Pero el garrapato mamut no estaba muerto todavía. Pocas cosas más
pequeñas que un Titán podrían haber matado a esa bestia, ya que cuando el
polvo se disipó, Wulfe veía el lento ascenso y caída de su vientre. Todavía
respiraba, pero estaba debilitada y a la desesperada y inmovilizado al suelo
por el peso del blindaje, y del bunker que llevaba a su espalda.
No había ningún modo, que consiguiera ponerse de pie de nuevo.
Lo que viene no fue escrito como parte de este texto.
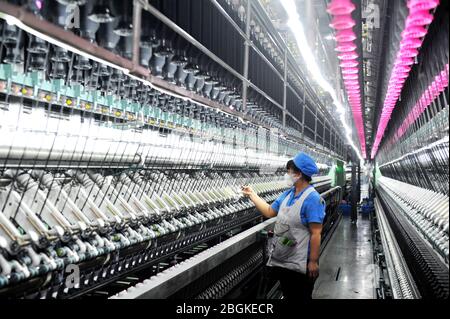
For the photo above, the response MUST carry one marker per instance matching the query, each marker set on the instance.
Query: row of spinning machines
(107, 181)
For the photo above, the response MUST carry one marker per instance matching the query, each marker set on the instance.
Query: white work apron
(290, 243)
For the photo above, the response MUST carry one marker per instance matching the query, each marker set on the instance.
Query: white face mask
(290, 179)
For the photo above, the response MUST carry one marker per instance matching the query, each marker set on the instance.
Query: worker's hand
(248, 191)
(313, 269)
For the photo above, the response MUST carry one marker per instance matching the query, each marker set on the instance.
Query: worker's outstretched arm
(315, 230)
(261, 204)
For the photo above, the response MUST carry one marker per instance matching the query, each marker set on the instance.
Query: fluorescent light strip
(415, 30)
(343, 22)
(310, 62)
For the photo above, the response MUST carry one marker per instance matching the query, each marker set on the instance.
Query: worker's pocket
(283, 248)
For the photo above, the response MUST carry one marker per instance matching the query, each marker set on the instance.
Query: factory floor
(346, 270)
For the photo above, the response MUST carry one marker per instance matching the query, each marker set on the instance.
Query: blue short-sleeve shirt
(312, 211)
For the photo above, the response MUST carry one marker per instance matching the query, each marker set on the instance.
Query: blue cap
(306, 164)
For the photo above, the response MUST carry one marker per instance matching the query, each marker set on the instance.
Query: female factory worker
(294, 251)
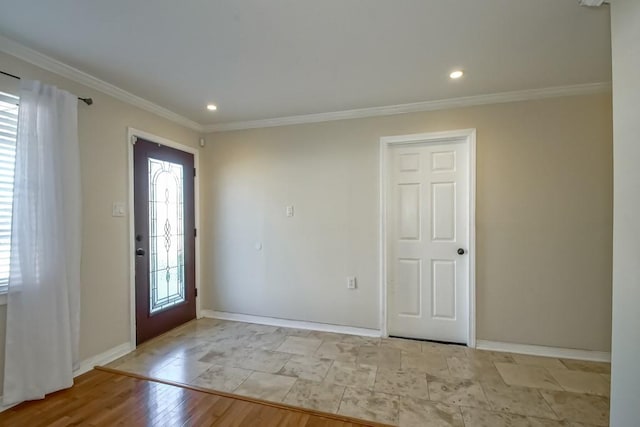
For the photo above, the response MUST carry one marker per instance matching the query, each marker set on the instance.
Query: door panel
(165, 241)
(427, 222)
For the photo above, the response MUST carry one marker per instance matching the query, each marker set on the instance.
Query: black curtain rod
(87, 101)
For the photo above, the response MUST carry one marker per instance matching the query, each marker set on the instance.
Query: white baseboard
(538, 350)
(286, 323)
(103, 358)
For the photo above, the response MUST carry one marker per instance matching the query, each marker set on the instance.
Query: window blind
(8, 132)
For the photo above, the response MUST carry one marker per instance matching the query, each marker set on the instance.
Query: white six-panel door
(427, 208)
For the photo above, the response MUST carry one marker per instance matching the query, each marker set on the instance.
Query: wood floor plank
(107, 398)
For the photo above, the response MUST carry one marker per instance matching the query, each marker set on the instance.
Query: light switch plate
(118, 209)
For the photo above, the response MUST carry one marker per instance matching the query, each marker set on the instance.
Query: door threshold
(426, 340)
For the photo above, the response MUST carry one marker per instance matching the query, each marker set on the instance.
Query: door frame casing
(467, 136)
(132, 134)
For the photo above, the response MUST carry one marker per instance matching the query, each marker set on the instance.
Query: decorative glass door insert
(164, 238)
(166, 235)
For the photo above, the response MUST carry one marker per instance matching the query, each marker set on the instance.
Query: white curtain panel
(43, 303)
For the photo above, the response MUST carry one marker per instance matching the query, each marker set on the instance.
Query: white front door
(427, 230)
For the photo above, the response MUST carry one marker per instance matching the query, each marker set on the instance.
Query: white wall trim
(131, 133)
(538, 350)
(469, 136)
(286, 323)
(47, 63)
(442, 104)
(103, 358)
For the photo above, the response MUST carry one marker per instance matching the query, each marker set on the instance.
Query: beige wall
(103, 151)
(544, 219)
(625, 373)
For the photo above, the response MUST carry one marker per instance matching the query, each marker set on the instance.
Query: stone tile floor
(394, 381)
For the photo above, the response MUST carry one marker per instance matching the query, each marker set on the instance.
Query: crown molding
(443, 104)
(45, 62)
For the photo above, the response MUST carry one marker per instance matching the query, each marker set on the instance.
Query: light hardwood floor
(108, 398)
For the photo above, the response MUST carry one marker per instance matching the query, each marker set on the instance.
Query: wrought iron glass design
(166, 235)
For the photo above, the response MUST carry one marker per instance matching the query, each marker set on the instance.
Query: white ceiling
(260, 59)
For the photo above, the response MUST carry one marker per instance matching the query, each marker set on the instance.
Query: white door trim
(133, 133)
(468, 136)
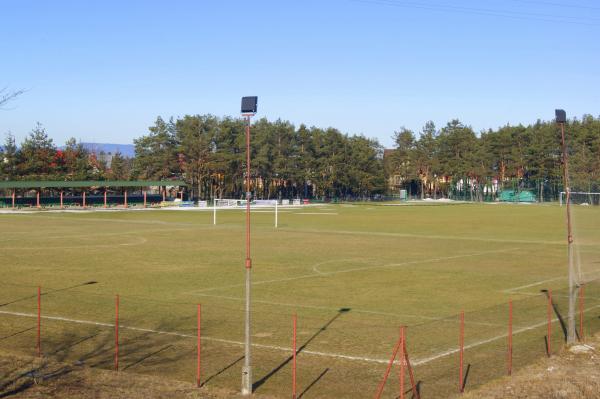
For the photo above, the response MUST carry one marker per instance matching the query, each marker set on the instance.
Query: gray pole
(247, 369)
(573, 286)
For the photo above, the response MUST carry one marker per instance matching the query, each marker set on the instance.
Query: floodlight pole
(247, 369)
(573, 286)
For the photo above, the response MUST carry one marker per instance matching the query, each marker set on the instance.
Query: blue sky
(102, 71)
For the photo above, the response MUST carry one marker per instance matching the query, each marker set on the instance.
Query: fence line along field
(353, 274)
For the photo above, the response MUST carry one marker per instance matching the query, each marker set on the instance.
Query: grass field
(352, 273)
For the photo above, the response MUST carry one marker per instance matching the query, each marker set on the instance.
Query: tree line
(455, 161)
(290, 162)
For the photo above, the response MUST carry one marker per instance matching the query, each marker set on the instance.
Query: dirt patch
(28, 378)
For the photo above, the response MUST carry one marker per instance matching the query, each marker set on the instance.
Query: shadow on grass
(264, 379)
(561, 320)
(48, 292)
(73, 346)
(313, 383)
(224, 369)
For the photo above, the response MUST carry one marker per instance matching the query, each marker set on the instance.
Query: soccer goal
(580, 198)
(229, 203)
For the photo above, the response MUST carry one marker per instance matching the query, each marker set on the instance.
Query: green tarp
(88, 183)
(514, 196)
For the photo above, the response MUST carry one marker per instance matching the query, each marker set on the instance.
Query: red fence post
(549, 335)
(402, 356)
(117, 333)
(39, 326)
(581, 298)
(198, 350)
(461, 344)
(294, 356)
(410, 373)
(509, 355)
(387, 371)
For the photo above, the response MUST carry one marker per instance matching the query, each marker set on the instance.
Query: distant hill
(127, 150)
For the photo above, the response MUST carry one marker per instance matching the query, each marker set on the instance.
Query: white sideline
(487, 341)
(226, 341)
(318, 273)
(416, 362)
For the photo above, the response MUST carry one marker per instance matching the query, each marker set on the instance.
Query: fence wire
(341, 353)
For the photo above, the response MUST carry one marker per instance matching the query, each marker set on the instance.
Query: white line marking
(416, 362)
(487, 341)
(319, 273)
(424, 236)
(316, 213)
(226, 341)
(335, 309)
(511, 290)
(138, 241)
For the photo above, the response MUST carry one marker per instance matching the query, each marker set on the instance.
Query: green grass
(417, 266)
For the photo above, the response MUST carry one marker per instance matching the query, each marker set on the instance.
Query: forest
(208, 152)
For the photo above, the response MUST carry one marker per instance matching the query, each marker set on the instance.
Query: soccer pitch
(352, 273)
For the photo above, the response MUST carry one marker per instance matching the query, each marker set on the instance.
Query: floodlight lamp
(249, 104)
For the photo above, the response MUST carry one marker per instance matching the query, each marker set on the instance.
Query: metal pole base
(246, 380)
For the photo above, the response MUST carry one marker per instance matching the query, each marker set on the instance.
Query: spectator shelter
(104, 193)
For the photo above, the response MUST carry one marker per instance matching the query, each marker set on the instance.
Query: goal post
(230, 203)
(580, 198)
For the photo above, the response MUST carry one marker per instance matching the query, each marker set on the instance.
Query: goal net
(585, 219)
(230, 203)
(580, 198)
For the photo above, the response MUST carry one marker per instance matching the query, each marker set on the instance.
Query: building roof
(88, 183)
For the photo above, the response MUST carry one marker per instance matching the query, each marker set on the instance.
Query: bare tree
(8, 95)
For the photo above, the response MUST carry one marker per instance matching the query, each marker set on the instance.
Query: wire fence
(340, 352)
Su
muerte sería larga y lenta.
Fue demasiado para los orkos.
Ya era bastante malo que el garrapato mamut arrasado sus filas, dejando
a muchos de ellos como simples manchas verdes en el campo de batalla,
ahora vieron los tanques cadianos libres para destrozarlos y su moral se
rompió como el cristal. Los que estaban en la retaguardia rompieron filas, y
huyendo hacía el asentamiento, dejando caer las armas pesadas y
rebanadoras sobre la arena empapada de sangre.
Los oficiales Cadianos reconocieron exactamente lo que eso
significaba: el cambio que les llevaría hacía la victoria. Reunieron sus
tropas, presionaron con fuerza hacía adelante. Los orkos que no huían
pronto se encontraron frente a un enemigo regenerado. Sin los números
abrumadores a su espalda, fueron abatidos rápidamente y sus cuerpos
muertos cayeron a la arena. Los Cadianos avanzaron rápidamente.
El general Deviers considero que el emperador sin duda debía de estar
observándole en ese momento. No lo había abandonado. Su legado, su
inmortalidad, estaba a su alcance.
—Adelante, Cadianos —gritaba por el comunicador Deviers—. En el
nombre del emperador. La victoria es nuestra.